Today, Maria and I are finally celebrating our 8th wedding anniversary, which actually occurred on June 10, but we are just catching up with it. We’re heading to check in on Carol and Ed Gulley, then to Massachusetts to hole up for one night in a cheesy motel, go see a play, go see the Mr. Rogers movie, have dinner and hit a museum in the morning.
I have the perfect anniversary story to tell, it involves the crocheted gun (above) that Maria carried when she marched for sensible gun control some months ago after the Parkland, Fla., shooting.
Friday night, we invited some friends over for dinner, and I was cooking some pizza for dinner, and I couldn’t find the metal pie pan I usually use to serve the pizza at the dinner table. After much banging and crashing around, I yelled out to Maria if she knew where it was.
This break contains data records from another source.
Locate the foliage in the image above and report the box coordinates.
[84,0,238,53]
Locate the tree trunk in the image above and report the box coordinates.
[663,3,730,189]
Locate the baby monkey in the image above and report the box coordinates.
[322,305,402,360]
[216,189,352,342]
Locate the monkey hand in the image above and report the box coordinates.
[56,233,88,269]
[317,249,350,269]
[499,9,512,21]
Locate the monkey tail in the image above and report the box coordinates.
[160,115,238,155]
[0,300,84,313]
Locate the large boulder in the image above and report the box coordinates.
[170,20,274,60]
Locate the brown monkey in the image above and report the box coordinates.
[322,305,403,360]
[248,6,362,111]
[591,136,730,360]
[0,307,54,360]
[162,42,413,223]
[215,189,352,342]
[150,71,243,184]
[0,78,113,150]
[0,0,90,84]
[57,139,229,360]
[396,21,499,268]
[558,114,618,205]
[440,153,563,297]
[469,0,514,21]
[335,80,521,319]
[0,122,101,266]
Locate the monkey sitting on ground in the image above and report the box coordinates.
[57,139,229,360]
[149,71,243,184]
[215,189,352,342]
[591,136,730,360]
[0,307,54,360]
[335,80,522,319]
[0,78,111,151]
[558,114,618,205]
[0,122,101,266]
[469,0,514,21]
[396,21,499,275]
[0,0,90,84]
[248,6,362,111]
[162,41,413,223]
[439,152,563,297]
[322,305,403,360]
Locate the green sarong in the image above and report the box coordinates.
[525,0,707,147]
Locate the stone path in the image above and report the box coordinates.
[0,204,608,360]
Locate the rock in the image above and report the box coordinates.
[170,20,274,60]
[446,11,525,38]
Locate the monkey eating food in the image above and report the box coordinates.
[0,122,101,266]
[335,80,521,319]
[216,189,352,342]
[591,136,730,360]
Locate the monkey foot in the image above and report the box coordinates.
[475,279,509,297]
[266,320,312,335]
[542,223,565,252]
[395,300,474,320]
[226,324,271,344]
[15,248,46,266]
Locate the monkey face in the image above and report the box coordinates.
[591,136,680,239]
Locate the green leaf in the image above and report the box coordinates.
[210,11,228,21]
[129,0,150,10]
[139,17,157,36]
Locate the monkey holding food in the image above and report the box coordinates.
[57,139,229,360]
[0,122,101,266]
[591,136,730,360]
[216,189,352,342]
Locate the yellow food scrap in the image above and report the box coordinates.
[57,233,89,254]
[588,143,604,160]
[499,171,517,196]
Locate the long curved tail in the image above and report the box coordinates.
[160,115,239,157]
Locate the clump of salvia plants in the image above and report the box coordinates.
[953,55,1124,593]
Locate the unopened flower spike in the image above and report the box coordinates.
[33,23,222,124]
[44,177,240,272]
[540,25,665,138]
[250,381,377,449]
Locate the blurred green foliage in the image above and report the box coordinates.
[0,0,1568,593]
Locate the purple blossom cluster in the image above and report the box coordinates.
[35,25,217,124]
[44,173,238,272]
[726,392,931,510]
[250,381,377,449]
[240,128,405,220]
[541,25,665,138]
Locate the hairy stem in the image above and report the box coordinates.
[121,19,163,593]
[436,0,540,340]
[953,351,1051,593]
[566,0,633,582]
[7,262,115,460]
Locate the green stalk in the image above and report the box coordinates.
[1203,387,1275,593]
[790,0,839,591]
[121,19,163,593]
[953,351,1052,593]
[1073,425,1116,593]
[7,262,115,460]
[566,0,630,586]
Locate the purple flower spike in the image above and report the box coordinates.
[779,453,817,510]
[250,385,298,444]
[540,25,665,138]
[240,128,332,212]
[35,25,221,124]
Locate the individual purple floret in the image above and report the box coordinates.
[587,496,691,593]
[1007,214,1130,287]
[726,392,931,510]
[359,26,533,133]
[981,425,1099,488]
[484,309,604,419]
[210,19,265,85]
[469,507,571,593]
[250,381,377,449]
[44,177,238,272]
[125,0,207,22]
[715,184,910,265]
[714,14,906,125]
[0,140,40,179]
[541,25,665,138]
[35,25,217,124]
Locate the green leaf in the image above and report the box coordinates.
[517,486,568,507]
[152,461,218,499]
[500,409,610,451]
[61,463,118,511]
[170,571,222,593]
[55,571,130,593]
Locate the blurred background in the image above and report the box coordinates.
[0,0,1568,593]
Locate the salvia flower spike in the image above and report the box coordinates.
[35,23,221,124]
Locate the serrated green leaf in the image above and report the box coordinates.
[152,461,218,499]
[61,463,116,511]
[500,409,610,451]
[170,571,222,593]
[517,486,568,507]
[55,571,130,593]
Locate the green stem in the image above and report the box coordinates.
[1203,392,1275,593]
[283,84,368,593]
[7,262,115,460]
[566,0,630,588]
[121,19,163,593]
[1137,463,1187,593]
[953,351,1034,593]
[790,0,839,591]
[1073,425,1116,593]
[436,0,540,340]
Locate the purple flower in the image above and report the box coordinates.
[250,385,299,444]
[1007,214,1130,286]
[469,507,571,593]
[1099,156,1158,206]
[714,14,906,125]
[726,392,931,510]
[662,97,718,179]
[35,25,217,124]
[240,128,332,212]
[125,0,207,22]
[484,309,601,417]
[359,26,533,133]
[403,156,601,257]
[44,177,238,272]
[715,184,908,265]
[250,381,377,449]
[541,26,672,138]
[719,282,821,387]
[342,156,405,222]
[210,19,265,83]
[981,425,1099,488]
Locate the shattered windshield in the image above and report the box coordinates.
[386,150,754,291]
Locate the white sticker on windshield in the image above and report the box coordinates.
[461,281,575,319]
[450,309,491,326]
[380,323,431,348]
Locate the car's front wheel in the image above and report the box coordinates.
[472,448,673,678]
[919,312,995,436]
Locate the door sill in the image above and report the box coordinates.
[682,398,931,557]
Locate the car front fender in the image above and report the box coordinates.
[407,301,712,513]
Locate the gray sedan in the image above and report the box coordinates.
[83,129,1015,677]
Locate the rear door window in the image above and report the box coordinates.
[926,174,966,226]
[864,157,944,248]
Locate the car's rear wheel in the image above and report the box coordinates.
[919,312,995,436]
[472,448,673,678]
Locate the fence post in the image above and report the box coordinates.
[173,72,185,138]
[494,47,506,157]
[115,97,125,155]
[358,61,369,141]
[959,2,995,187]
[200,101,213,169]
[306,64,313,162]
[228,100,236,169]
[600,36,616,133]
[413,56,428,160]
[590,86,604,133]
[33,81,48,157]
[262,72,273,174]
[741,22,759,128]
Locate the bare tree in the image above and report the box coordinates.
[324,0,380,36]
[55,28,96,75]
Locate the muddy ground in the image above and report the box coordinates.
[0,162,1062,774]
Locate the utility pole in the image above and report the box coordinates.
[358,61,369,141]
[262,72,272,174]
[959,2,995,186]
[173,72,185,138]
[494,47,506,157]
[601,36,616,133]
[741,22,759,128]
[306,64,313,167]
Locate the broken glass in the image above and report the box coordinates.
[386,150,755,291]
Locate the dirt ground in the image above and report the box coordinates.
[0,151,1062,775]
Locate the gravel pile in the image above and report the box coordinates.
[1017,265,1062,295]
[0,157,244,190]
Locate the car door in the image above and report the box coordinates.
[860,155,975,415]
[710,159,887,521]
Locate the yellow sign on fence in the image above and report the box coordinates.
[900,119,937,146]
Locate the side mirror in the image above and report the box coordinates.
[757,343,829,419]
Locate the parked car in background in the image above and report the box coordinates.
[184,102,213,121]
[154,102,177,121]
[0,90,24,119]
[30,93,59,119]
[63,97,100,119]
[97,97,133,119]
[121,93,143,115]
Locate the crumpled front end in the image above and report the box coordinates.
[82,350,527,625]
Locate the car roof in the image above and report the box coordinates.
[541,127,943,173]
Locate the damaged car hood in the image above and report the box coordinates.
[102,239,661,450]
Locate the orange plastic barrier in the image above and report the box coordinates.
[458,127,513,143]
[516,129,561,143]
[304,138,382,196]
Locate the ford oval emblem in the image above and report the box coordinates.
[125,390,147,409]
She didn’t answer at first, then signaled me to come out into the living room, where she was standing with a smile on her face and pointing to the corner. I was confused, all I saw in the corner was the crocheted gun (an old pellet gun she crocheted for the demo in a baby blanket.)
I couldn’t imagine why she was pointing to it. “It’s in there,” she said, a bit sheepishly. I needed to use it as a backdrop to hold the thing together.”
So the moral is if you live with Maria, you might well be living with a crocheted gun, and it is not surprise for the metal pizza pan to be commandeered in the name of art. Everything else I wear is.
“I needed it,” she explained.
This, of course, is what I love so much about Maria. We are excited to be celebrating our wedding, the most consequential event of my adult life, as it turns out.
I love you so much, Maria, and thanks for loving me back. We caught one another at just the right time, and for all of the best reasons. Be back tomorrow. Stay dry and cool.